There were more more than 47,000 land contracts in Ohio between January 2008 and January 2018 according to a report released today and written by Policy Matters Ohio researcher Victoria Jackson. The report documents the exploitative nature of these contracts, their growing prevalence in Ohio, and their concentration in the Mahoning Valley, one of the areas hardest hit by predatory home sellers.
One such seller, Harbour Portfolio Advisors, which operates out of Dallas, Texas, was sued by the City of Cincinnati for “predatory and unconscionable” practices targeting low-income residents.
“Unscrupulous speculators use land contracts to foist the costs of home-ownership onto buyers without actually selling them anything. Buyers, meanwhile, retain none of the protections of a conventional mortgage,” said Jackson. “Land contracts combine the worst parts of renting a home with the worst parts of buying one.”
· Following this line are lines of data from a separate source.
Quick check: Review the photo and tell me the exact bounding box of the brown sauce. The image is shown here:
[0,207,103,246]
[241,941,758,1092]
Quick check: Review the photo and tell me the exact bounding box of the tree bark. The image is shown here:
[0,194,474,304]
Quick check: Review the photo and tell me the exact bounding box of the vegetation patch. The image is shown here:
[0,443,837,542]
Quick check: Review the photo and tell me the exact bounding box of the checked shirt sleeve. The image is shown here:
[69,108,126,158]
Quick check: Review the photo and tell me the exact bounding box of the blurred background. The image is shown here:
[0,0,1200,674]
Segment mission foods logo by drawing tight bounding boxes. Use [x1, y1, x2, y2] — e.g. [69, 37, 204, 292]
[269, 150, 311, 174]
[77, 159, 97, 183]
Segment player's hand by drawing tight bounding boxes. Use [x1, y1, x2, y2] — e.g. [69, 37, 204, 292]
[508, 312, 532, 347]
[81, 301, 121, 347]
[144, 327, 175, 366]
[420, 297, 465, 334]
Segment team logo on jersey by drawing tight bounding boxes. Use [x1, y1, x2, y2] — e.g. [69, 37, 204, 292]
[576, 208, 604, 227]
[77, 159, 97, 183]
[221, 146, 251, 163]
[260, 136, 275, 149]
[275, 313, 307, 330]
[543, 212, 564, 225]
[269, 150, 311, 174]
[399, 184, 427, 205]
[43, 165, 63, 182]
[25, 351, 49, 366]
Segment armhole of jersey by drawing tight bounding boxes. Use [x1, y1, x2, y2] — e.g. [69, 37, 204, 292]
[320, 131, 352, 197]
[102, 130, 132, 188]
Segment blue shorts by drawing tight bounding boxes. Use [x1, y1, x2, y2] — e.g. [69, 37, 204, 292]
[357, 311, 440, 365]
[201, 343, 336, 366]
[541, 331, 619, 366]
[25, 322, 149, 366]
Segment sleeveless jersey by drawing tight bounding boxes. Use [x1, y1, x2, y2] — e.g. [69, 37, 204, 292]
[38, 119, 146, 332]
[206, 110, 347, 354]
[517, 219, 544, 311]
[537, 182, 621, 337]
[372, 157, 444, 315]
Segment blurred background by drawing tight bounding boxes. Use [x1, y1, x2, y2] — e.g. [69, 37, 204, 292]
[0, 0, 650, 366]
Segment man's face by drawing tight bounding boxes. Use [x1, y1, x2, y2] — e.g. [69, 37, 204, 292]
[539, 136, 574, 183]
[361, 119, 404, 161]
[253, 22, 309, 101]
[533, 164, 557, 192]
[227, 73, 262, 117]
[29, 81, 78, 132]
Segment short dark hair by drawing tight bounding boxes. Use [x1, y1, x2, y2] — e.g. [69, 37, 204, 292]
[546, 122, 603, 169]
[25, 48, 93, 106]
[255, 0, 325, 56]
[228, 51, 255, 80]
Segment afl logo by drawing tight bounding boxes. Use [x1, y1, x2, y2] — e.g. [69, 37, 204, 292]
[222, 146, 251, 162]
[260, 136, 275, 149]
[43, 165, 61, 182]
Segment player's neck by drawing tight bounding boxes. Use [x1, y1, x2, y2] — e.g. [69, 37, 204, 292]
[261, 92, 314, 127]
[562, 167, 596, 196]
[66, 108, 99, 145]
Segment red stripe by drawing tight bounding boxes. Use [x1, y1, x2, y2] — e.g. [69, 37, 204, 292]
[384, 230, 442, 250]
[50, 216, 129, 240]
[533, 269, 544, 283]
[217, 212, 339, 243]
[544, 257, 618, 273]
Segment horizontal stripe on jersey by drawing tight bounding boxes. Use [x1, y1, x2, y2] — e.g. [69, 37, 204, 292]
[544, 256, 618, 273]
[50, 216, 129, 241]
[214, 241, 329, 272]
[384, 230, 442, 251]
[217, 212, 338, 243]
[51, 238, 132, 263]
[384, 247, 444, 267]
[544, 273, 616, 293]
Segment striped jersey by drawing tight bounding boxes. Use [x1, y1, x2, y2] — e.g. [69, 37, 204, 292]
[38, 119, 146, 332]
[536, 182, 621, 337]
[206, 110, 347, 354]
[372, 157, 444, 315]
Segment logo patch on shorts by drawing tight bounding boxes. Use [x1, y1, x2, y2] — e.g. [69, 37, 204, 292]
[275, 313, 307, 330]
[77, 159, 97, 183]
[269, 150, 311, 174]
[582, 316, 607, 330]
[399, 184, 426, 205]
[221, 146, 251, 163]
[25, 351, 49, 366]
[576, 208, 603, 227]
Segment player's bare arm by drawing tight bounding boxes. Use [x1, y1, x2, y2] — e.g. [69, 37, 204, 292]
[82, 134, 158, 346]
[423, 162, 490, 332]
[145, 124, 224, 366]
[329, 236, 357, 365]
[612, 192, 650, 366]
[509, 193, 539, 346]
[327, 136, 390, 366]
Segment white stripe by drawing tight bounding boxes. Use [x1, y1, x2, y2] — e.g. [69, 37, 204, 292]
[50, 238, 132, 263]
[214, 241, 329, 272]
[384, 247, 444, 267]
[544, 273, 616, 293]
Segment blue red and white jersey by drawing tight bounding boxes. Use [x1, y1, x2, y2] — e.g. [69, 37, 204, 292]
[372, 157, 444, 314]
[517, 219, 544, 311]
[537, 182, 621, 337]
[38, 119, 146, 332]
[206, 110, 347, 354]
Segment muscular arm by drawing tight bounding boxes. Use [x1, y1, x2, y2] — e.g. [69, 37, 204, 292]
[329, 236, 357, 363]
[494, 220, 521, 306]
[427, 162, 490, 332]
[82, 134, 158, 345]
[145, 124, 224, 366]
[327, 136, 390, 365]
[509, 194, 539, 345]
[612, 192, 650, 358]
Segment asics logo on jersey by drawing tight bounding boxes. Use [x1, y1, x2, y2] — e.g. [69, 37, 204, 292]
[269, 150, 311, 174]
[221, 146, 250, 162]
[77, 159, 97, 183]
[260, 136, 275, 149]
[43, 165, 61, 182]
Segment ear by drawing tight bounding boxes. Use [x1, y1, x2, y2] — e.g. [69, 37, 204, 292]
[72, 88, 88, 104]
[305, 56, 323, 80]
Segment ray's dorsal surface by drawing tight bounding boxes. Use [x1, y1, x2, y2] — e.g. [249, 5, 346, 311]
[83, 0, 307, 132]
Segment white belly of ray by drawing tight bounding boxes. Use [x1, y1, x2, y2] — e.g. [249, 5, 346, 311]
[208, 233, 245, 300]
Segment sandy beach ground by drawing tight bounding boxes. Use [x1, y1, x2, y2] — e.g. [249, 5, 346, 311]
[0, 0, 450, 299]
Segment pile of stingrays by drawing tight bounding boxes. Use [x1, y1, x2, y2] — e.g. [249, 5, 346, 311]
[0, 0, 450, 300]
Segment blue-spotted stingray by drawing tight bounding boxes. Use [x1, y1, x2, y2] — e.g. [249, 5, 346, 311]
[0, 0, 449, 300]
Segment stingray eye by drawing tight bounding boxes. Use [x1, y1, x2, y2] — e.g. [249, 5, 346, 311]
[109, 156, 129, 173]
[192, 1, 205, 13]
Jackson’s report was released today at a Youngstown press conference that also featured Ian Beniston, Executive Director of the Youngstown Neighborhood Development Corporation, Anne York Romanoff of the Alliance for Congregational Transformation, consumer Craig Gilchrist and State Representative Michele Lepore-Hagan. The report recommends legislation to rein in the exploitative practice.